Starting the process of genome assembly with long reads

I have struggled to find a clean pipeline for de novo assembling long read data from large eukaryotes. I have reads from PacBio RS II as well as Sequel. RS II read files are .h5 and sequel files are .bam. An explanation of the bam format is here, it is not just an alignment format:

http://pacbiofileformats.readthedocs.io/en/5.0/BAM.html

At this stage I am planning to convert .h5 files to .bam and then use Falcon to assemble (hoping the coverge is enough) and then map short reads (Illumina) to the contigs – perhaps with Pilon? Early days so we will see what eventuates along the way. I will post script as I go.

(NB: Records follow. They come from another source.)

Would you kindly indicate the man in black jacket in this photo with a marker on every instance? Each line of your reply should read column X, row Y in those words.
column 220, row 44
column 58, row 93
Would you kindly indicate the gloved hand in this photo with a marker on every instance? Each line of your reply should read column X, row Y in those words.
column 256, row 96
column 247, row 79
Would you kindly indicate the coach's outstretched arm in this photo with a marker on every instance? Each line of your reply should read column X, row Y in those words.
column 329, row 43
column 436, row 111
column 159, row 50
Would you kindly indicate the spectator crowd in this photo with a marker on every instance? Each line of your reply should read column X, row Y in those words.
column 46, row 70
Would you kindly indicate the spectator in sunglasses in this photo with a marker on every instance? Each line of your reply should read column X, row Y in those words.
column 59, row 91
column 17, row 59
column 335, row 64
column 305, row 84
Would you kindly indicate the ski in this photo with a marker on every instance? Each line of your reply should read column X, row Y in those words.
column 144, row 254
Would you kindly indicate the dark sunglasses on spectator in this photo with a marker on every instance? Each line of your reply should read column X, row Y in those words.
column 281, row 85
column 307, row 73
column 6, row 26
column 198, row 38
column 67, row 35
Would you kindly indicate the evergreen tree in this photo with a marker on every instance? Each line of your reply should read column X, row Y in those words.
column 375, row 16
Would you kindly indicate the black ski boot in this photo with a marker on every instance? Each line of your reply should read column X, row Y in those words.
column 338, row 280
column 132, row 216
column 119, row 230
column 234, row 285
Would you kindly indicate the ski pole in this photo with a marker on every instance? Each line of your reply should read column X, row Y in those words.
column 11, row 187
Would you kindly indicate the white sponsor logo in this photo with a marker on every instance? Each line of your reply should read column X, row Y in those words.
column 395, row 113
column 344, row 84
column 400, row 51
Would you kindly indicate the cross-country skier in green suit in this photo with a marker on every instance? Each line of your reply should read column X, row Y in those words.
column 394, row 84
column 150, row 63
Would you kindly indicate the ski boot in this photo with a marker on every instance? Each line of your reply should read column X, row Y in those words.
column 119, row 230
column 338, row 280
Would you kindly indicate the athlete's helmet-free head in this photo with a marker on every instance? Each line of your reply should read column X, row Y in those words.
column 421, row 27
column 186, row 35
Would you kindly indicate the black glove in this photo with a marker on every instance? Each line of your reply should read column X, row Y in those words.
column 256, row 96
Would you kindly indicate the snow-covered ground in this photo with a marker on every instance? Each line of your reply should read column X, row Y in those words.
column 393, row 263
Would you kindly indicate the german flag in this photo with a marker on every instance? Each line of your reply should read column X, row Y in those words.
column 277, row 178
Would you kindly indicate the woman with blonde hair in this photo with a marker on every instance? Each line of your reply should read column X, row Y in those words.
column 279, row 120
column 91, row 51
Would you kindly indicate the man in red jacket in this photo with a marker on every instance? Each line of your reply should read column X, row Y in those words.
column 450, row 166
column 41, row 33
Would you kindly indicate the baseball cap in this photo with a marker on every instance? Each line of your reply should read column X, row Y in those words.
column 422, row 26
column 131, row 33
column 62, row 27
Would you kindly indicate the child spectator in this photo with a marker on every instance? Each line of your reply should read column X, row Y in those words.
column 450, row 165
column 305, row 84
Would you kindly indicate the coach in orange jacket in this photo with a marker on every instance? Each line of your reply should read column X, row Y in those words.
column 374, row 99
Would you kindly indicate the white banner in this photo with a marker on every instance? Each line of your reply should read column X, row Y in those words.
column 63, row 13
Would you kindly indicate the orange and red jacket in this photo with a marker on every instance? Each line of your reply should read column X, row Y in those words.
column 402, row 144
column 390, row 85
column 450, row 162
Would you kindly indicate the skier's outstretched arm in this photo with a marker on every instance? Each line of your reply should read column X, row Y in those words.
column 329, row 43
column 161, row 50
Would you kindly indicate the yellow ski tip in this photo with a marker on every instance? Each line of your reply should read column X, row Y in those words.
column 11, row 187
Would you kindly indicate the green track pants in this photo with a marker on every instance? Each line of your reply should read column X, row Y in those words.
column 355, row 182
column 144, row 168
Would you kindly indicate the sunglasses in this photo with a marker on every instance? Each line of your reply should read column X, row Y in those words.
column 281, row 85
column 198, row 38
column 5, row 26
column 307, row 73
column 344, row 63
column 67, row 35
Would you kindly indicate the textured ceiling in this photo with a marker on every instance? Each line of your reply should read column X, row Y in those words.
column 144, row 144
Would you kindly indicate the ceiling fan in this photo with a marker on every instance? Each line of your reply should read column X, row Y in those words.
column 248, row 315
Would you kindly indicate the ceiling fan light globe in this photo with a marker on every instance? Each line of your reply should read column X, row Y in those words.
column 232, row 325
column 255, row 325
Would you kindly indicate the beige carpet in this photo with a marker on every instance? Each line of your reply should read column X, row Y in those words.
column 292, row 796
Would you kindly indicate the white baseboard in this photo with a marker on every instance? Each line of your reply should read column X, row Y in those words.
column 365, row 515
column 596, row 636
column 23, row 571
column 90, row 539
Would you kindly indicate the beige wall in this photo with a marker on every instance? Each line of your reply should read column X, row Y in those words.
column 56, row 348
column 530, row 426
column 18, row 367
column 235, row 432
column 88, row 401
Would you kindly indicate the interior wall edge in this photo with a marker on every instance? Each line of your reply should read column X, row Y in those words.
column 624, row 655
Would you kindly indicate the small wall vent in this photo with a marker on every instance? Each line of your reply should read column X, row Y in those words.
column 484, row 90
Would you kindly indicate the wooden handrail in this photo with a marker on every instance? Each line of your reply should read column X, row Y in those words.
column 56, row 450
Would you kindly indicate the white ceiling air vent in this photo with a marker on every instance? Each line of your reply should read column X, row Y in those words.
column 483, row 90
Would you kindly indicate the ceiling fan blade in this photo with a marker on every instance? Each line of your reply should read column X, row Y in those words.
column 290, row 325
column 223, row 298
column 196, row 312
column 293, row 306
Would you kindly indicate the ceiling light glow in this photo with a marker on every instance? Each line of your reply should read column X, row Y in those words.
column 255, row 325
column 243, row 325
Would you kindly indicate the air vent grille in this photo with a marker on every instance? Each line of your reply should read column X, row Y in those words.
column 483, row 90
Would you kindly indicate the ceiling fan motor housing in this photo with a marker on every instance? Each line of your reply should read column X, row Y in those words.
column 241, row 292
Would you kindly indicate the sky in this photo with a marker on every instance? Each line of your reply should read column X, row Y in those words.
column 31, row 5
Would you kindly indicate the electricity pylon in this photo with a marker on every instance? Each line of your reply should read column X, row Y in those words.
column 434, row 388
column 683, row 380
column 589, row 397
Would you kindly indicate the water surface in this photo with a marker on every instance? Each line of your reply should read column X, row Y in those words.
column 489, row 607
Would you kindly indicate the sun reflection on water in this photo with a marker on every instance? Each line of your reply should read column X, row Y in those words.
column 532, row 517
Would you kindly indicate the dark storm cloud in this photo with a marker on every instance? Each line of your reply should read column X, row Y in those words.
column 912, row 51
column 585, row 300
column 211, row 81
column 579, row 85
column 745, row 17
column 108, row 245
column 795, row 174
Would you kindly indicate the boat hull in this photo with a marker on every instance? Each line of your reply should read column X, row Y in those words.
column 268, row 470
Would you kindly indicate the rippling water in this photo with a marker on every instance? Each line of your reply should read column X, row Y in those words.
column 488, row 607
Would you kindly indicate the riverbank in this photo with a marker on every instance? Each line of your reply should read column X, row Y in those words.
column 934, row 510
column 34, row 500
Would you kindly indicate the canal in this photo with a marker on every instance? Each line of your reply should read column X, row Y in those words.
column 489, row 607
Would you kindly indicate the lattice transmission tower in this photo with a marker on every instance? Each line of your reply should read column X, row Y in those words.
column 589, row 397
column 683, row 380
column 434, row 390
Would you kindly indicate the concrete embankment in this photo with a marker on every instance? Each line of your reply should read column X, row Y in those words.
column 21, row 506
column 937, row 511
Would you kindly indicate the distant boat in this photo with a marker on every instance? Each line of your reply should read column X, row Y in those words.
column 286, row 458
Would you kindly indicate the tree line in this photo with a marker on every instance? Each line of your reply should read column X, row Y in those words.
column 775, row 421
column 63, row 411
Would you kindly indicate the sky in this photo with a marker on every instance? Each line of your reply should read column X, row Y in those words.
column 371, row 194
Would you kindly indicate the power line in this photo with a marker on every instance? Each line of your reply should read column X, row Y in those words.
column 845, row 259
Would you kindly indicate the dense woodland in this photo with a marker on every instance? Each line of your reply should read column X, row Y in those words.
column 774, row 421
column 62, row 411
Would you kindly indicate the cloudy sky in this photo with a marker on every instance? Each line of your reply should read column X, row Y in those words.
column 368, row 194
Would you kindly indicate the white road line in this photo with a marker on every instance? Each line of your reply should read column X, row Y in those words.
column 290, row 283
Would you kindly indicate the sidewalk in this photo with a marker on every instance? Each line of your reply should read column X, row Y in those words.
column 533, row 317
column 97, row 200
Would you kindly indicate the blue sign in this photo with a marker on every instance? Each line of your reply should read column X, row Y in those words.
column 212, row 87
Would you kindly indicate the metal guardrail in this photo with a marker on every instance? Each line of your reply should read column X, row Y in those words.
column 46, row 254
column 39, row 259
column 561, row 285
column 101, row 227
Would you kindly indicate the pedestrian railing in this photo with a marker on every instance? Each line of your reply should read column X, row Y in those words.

https://github.com/PacificBiosciences/FALCON/wiki/Manual

https://github.com/broadinstitute/pilon/wiki

 

Things to do better next time

I have had some errors found in my assembled transcriptomes when they were submitted to NCBI. It appears that I missed a couple of quality control steps at the trimming stage.

What I have learnt:

  • after using the default trimmomatic settings – check the data before proceeding.
  • incorporate a file with all Illumina primers for identifying and trimming these from reads.
  • use bbduk to help with this process – as other residual primers may be there – from previous runs on the machine (http://jgi.doe.gov/data-and-tools/bbtools/bb-tools-user-guide/bbduk-guide/).
  • screen the raw data for contaminants, eg. bacterial, human and other non-target sequences. Seems my transcriptomes included a  few sequences from humans, gorilla and chimp!!
  • None of this really affected my analysis and, in fact, was such a small proportion of the assembled transcriptome BUT – the assemblies are now a bit questionable and should be done again.